Device's BDF is 0002:81:00.0 and DVSEC base is at 0x10c
CAP=0x116, CTRL2=0x11c, STATUS2=0x11e
STATUS2 bits: bit0 CACHE_INV, bit1 RST_DONE, bit2 RST_ERR
CTRL2 bits: bit0 = DISABLE_CACHING
I run all the following command as root.
"""
# b=0002:81:00.0; dev=/sys/bus/pci/devices/$b
# echo cxl_reset > $dev/reset_method
# echo "PRE CAP=0x$(setpci -s $b 0x116.w) CTRL2=0x$(setpci -s $b 0x11c.w) STATUS2=0x$(setpci -s $b 0x11e.w)"
# dmesg -C
# time echo 1 > $dev/reset
# echo "POST CAP=0x$(setpci -s $b 0x116.w) CTRL2=0x$(setpci -s $b 0x11c.w) STATUS2=0x$(setpci -s $b 0x11e.w)"
"""
So we know,
PRE CAP=0x8bd7 CTRL2=0x0000 STATUS2=0x8000
==> RESET rc=1 elapsed_ms=114 err=[bash: line 9: echo: write error: Input/output error]
POST CAP=0x8bd7 CTRL2=0x0001 STATUS2=0x8003
device-present=1 reset_method=cxl_reset leaked_cxl_reset_iomem=0
with dmesg no output.
The write() to reset failed with -EIO after ~114 ms, but STATUS2 went 0x8000 -> 0x8003 .
The device completed the reset, so the kernel returned failure for a reset the HW did successfully.
CTRL2 went 0x0000 -> 0x0001, the device's CXL.cache is disabled after the "failed" reset.
~114ms is almost equal to msleep(100) in cxl_reset_wait_done() + the first poll.
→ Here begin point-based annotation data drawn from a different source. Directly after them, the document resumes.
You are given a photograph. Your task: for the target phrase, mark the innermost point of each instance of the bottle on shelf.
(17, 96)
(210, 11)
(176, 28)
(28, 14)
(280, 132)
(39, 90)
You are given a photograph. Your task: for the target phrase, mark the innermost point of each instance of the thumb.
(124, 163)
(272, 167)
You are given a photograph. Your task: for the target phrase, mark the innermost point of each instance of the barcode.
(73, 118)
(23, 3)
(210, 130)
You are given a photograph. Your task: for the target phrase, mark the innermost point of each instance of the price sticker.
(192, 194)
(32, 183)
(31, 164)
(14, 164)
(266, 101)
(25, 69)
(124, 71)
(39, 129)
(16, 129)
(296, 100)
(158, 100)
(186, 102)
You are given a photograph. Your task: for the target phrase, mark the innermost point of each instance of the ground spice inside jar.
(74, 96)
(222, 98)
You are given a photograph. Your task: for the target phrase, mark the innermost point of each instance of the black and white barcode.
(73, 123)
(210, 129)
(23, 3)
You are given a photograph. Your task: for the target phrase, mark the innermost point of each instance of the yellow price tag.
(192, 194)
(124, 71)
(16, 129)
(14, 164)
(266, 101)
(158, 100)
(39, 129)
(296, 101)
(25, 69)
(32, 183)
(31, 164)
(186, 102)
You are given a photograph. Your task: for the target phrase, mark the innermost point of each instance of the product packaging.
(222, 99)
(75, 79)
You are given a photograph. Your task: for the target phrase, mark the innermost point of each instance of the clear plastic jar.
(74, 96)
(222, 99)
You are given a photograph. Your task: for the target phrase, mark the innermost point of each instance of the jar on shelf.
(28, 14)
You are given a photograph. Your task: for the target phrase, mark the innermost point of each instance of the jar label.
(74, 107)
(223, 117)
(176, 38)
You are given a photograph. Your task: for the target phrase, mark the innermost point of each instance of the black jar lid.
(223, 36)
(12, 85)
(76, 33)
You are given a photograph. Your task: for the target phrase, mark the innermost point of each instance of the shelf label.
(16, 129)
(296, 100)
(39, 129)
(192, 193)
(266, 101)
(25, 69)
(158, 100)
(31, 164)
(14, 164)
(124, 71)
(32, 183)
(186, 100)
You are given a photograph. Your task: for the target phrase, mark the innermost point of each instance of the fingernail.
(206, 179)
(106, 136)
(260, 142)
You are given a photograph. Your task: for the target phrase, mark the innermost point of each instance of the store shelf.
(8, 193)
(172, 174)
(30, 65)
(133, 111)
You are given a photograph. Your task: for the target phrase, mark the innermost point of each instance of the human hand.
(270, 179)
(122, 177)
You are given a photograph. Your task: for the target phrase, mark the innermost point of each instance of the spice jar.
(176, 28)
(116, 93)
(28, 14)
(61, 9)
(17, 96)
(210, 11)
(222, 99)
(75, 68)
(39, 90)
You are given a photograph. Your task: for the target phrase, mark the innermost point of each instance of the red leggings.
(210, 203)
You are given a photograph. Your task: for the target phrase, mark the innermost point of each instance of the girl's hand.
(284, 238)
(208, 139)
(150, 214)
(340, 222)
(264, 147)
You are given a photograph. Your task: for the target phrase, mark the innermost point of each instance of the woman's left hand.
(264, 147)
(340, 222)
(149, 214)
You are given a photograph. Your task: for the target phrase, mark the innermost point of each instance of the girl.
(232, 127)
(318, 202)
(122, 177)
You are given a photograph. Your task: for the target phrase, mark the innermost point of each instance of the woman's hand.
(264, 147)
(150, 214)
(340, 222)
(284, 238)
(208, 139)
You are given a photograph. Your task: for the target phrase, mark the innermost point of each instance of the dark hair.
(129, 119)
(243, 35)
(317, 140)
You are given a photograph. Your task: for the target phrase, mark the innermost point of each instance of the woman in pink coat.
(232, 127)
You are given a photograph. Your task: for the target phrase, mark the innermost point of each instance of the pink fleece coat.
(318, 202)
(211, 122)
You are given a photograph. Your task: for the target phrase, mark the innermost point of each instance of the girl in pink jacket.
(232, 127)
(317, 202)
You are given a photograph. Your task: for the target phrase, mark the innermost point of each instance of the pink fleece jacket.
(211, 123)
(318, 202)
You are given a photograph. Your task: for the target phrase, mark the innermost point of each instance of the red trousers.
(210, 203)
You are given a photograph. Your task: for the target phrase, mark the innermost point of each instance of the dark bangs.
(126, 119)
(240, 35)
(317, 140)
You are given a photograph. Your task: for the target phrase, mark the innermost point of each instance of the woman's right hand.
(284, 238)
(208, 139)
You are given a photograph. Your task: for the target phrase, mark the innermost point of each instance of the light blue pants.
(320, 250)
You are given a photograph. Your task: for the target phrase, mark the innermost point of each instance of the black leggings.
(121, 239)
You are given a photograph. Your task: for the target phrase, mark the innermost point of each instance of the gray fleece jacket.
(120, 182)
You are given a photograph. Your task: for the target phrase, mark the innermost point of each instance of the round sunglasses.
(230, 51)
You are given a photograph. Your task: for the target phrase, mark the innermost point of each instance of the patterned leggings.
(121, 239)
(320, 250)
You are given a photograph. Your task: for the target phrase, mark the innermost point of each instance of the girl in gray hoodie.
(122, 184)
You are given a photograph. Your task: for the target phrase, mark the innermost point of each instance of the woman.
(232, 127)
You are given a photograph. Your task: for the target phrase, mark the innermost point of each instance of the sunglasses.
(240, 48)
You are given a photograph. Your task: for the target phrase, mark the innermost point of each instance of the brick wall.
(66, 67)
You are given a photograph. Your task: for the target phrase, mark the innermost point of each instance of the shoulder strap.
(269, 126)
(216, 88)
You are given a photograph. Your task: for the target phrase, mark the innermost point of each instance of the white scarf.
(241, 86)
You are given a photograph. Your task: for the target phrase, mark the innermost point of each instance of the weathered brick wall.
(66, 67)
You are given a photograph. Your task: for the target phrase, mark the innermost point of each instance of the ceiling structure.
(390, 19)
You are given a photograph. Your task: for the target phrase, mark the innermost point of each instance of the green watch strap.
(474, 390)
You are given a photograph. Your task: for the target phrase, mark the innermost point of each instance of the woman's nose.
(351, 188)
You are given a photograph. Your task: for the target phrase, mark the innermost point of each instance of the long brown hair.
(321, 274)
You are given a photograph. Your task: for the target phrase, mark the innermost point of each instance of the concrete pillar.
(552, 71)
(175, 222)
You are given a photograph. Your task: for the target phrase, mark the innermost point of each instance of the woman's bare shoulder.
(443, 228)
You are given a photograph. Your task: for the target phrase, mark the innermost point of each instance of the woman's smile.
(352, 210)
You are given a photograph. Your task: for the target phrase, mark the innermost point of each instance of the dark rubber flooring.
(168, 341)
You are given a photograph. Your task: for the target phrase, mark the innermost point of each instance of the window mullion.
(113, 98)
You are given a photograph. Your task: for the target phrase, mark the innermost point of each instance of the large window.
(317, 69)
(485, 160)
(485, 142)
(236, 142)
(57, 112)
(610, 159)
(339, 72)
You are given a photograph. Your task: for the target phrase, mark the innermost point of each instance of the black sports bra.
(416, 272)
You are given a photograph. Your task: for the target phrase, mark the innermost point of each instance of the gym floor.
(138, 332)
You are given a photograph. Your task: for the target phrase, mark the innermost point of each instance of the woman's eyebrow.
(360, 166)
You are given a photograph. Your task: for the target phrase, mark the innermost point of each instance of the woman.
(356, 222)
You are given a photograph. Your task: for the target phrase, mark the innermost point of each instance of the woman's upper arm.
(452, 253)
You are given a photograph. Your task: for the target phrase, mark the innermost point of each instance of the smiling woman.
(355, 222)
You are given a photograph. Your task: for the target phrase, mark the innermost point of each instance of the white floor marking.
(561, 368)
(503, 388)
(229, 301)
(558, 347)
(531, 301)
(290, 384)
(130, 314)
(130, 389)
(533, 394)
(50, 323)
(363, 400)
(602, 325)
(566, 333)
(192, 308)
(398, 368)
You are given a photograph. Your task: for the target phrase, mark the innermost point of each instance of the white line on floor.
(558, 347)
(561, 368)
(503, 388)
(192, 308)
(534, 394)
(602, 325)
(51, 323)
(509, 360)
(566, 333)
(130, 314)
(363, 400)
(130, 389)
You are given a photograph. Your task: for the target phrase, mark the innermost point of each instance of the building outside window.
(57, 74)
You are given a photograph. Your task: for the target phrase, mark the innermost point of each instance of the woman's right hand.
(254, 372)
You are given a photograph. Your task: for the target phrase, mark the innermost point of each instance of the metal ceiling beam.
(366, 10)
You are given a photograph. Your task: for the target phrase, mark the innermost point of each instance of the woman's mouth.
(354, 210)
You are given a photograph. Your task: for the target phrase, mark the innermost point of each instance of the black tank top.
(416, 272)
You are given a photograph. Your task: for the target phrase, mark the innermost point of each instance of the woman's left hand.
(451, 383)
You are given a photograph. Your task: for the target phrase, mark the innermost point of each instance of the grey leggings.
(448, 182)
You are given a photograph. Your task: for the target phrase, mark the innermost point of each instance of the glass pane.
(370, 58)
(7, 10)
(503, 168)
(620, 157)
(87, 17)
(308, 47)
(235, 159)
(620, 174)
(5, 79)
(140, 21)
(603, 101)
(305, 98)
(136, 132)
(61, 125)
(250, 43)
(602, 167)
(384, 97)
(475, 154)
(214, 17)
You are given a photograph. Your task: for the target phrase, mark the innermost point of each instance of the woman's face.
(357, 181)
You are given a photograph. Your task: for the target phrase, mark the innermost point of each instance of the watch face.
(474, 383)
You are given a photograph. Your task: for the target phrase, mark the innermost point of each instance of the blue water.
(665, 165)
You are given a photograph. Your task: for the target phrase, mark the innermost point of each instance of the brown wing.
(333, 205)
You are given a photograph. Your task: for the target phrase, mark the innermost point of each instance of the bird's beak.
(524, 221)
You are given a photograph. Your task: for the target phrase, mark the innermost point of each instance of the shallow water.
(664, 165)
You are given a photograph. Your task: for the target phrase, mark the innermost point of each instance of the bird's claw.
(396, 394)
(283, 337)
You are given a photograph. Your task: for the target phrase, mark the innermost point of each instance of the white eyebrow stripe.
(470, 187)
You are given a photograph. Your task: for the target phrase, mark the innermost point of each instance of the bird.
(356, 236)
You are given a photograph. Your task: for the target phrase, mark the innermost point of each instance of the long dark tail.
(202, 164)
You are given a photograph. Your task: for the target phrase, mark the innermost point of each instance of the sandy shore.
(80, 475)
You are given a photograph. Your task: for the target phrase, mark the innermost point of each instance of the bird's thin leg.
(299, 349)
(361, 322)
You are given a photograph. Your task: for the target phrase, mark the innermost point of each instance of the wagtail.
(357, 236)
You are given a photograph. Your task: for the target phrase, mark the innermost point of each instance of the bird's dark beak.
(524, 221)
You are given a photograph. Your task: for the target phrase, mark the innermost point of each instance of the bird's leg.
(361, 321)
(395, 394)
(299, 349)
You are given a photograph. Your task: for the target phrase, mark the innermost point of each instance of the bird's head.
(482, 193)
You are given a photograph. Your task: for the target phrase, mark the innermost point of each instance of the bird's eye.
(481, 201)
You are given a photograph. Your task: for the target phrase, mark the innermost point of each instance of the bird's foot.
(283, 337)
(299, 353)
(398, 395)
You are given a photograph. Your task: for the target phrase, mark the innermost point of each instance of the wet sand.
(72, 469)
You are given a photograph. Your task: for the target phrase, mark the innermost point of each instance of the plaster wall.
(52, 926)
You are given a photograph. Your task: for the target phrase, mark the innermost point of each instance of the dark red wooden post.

On the first poll
the Status2 read returns 0xffff, 0xffff has bit 2 set, which the code reads as RST_ERR -> return -EIO with no retry.
After that I ran the same "echo 1 > $dev/reset" in a 25x loop, logging rc, elapsed ms, CTRL2, STATUS2 at each iteration, then dmesg.
"""
PRE CAP=0x8bd7 CTRL2=0x0001 STATUS2=0x8003
iter 1 rc=1 ms= 114 CTRL2=0x0001 STATUS2=0x8003 present=1
iter 2 rc=1 ms= 171 CTRL2=0xffff STATUS2=0xffff present=1
iter 3 rc=1 ms= 6 CTRL2=0xffff STATUS2=0xffff present=1
[snip]
iter 25 rc=1 ms= 5 CTRL2=0xffff STATUS2=0xffff present=1
### rc histogram: rc=1 : 25x
### leaked cxl_reset iomem regions: 0
"""
The complete dmesg shows
"""
[ 1892.870193] ------------[ cut here ]------------
[ 1892.870215] index 7 is out of range for type 'resource_size_t [6]'
[ 1892.870218] CPU: 121 UID: 0 PID: 19436 Comm: bash Not tainted 7.1.0-rc7+ #1 PREEMPT(full)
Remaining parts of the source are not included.